According to DePhillips, who served on the state’s Biotechnology Task Force and currently sits on the Assembly Science, Innovation and Technology Committee, the new law will give the state a chance to be a “true leader” when it comes to innovation.

“The entrepreneurs I’ve spoken to have said they need private investment,” DePhillips said. “This will help meet that need.”

Corrado weighed in about the new law before it was passed, writing:

“What we’re missing is a tax environment that encourages investors to put that talent to work in new tech businesses right here in the Garden State. This legislation helps fix that.”

Corrado added:

“The high-tech industries that we’re looking to build in New Jersey are where well-paying jobs will be created in the coming decades. If we don’t work to grow our innovation economy here in New Jersey, it will happen somewhere else, and more of our young people and families will be forced to follow.”

The increased tax breaks for angel investors come at a time of renewed focus on incentive programs for corporations and businesses in New Jersey.

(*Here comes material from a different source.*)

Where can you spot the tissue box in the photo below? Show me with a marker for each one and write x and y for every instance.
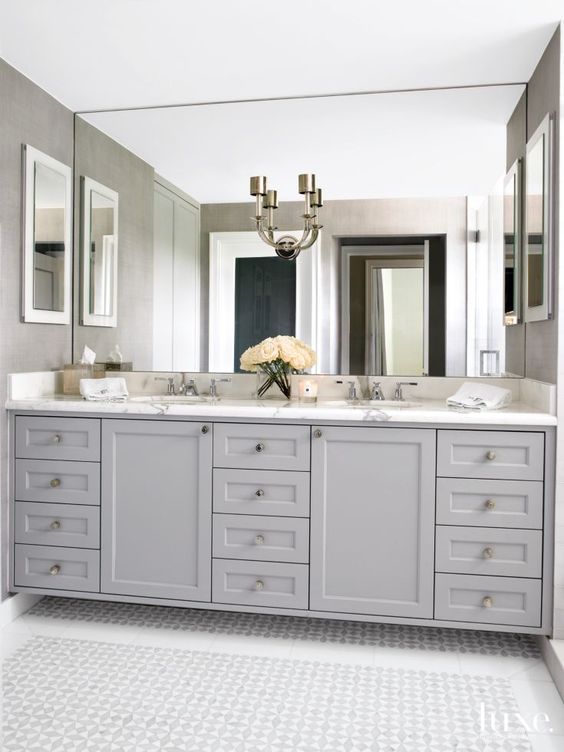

Last year, a state task force revealed that the New Jersey Economic Development Authority has given out more than $11 billion in corporate tax subsidies over the past 14 years. Several of the companies that got awards have been accused of misleading the agency about their likelihood of moving jobs out of New Jersey. Others have been connected to politicians such as behind-the-scenes Democratic power player George Norcross, who is connected to multiple companies that benefit from the tax incentives.

After the state comptroller issued a scathing report about the past decade of NJEDA tax breaks, Assemblyman Jay Webber, a Republican who represents District 26, said that accountability is "nearly nonexistent" in New Jersey's corporate subsidy programs.

However, other experts have argued that tax breaks for companies are needed to keep New Jersey's business environment competitive.

Earlier this year, the New Jersey Business & Industry Association (NJBIA) said that the state's tax incentive programs are a "key tool" in its economic development strategy.

According to Andrew Musick, NJBIA vice president for government affairs, said that the Garden State's high tax rates put it at a competitive disadvantage in the region, as well as the nation. Without a robust incentive program to offset them, New Jersey would find it difficult to attract companies that provide quality employment opportunities for its residents.

"There are many great qualities that attract businesses to New Jersey, such as our highly educated workforce and accessibility to major markets, like New York City and Philadelphia," Musick said. "However, the high cost of doing business and high cost of living serve as a barrier to entry into our state. As such, tax incentives play a key role in keeping New Jersey competitive with surrounding states. "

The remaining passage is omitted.